Last week, I watched as Chris Hoyt (from Pepsi) wowed the audience at iRecruit with a fully integrated suite of recruiting analytics that enabled performance analysis across the recruiting life cycle. The work was the result of a collaboration between Hoyt and the remarkable team at Broadbean. (Yup, I said Broadbean)

There was a level of disbelief in the audience. For many recruiting leaders, what’s possible today looks like unimaginable feats of magic. Competitors were quick to undercut the accomplishment (saying that such a thing could only be accomplished by Pepsi). Other players mumbled that ‘you don’t really need that level of accountability to do great recruiting.”

Data and transparency are entering our world like a freight train, rolling over the status quo. Companies like Visier are moving quickly to claim first entrant benefits. But the truth is that the technology is being showered on us in ways we’ve never imagined.

Disruption happens quickly. Remember how surprised we were when the Berlin Wall fell? It happens that fast. Remember CD Stores? Hard wired telephones? The world before bluetooth?

The disruption in HR starts with data and then moves to publishing. The other departments in the organization (who often wonder about HR’s value) are hungry. They want to know all sorts of things about the employee population. Yesterday’s conclusion bears repeating:

  • All of the other departments in the organization have been waiting.

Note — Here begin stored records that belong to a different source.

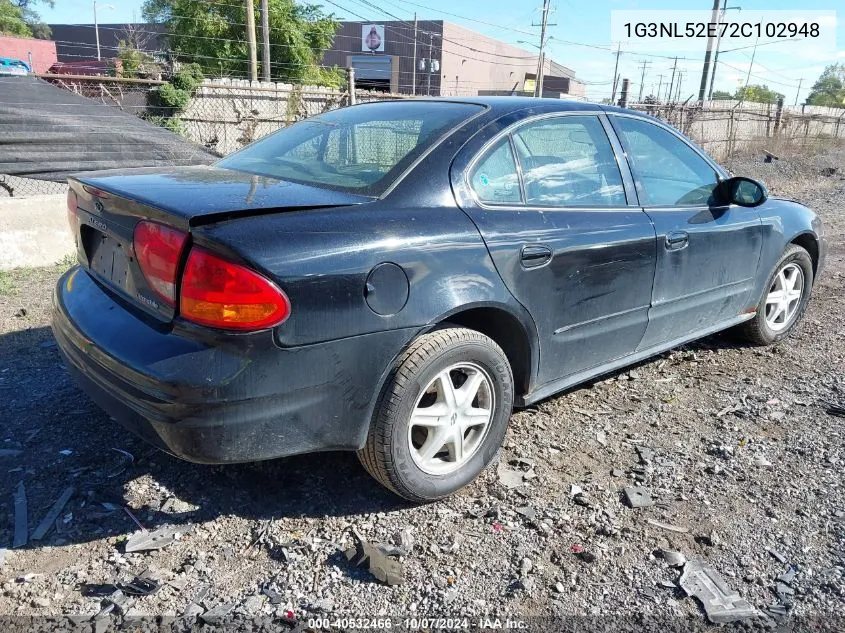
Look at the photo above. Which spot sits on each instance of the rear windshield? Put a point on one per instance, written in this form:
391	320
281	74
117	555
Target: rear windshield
360	150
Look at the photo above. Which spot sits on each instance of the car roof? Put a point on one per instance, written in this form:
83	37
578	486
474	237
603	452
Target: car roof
500	105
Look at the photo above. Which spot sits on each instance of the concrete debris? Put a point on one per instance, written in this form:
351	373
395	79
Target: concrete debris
638	497
666	526
50	518
510	478
528	512
788	576
720	602
216	615
673	558
777	555
157	539
645	454
21	517
710	539
142	585
391	550
384	568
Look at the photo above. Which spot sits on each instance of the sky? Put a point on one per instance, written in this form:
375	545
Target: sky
579	37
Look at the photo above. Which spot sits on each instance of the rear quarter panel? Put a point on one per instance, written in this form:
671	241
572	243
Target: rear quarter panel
322	258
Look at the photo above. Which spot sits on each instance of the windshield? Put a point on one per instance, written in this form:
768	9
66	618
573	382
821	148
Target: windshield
362	149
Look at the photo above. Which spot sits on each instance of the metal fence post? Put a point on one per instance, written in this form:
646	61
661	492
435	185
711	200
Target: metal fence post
778	116
350	79
623	97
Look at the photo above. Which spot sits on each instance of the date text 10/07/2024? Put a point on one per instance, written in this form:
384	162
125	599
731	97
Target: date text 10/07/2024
725	29
417	623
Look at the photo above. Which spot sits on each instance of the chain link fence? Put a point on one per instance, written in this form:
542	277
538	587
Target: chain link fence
225	115
724	128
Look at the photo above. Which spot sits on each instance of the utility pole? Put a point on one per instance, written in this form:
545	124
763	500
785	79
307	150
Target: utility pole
265	36
414	71
96	30
716	56
250	38
672	82
538	87
714	19
750	66
642	82
615	70
430	47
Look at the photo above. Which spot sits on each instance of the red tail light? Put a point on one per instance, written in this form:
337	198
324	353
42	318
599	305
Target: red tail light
72	212
158	249
222	294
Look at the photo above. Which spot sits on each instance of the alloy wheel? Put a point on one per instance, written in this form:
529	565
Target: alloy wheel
784	297
451	418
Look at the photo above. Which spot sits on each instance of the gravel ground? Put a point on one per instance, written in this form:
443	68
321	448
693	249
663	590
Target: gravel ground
734	444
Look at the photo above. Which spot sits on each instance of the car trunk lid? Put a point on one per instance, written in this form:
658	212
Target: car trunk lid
111	204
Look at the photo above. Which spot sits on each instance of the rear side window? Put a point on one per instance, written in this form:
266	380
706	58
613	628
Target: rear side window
495	179
667	171
361	150
568	161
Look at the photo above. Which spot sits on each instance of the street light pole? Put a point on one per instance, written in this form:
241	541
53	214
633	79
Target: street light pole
96	30
538	88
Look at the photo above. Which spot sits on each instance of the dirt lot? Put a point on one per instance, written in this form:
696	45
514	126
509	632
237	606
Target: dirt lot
741	457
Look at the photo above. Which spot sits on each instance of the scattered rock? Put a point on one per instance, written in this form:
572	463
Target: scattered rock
384	568
638	497
720	602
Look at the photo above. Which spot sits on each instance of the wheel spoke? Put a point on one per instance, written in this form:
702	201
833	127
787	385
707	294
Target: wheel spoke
446	390
436	415
475	416
434	443
775	297
469	389
456	445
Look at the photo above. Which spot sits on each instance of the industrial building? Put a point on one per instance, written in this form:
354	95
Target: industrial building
435	57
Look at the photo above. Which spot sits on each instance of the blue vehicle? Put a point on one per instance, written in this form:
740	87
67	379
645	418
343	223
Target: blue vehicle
13	67
393	278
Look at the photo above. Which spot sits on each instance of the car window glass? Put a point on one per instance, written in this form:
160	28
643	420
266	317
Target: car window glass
495	178
360	150
568	161
666	170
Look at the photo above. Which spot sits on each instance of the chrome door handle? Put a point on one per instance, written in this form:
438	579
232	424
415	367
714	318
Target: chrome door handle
677	240
535	255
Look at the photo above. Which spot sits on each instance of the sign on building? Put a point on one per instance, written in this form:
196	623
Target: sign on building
372	38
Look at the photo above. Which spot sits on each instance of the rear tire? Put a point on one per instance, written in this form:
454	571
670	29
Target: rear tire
774	320
429	437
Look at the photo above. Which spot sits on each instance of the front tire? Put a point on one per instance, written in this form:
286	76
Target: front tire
442	416
785	299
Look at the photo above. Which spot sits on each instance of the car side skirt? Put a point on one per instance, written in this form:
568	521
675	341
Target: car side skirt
551	388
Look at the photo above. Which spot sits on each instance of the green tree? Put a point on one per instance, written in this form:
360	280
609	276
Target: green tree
829	89
212	33
11	20
758	94
32	19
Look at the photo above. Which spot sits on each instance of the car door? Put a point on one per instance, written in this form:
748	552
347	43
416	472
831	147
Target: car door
548	196
707	253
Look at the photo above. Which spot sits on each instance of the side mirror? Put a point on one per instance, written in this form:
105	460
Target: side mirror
744	192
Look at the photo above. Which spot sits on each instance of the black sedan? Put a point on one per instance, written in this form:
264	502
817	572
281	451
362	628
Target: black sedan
393	278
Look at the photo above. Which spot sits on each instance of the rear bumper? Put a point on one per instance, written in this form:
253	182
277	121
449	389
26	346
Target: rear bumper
232	398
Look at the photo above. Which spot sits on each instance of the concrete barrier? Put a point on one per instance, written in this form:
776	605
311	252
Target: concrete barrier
34	231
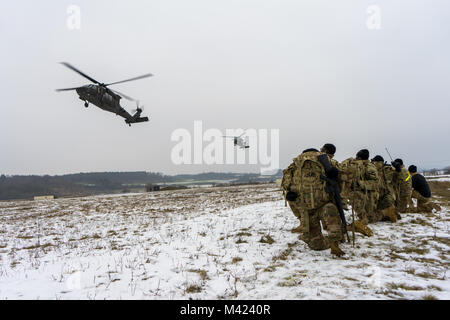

They need data and insight on the employee population. They’d really like it if that included the entire ecosystem (supply chain, contractors, temps and maybe even investors).
  • Employees are never just employees. They are customers, shareholders, community members and members of every imaginable stakeholder class.
  • Contractors, temporary workers and members of key vendors or channel partners are pretty hard to distinguish from employees. They are an essential element of the organization’s Human Capital (Talent Base)
  • Workforce planning has to address all of these components.
  • HR will become a publisher of data. The function is the guardian of employee privacy and the discoverer of organizational opportunity.
  • It’s likely that HR will have to have a product.

Most incumbents have trouble imagining the next war. Try some of these ideas on for size.

  • Euthanasia benefits for multiple generations of dependents
  • Nursing home based work teams
  • A rapid change out of existing technology for single code stack solutions
  • HR taking responsibility for skills training and evaluation
  • Degree programs that include four years of school and 18 months of full time work.
  • A high momentum reverse migration as undocumented workers find better opportunity at home
  • A global financial crash within the next two years
  • Milennials treating Boomers with the same disdain as boomers treat milennials today.
  • A five year period in which the next ADP emerges by doing HR transactions
  • Accelerated growth of RPOs because of the complexity of recruiting solutions
  • The ability to trace the consequence of an HTR action on actual business outcomes.
  • HR as the primary broker of employee data resulting in employees who are cash positive from day one.
  • The company as the credit provider for most employees
  • Algorithms that select candidates
  • HR Departments that routinely make profits internally and externally.

Let’s start there. The HR operation of the future will deliver actionable insights to the rest of the organization.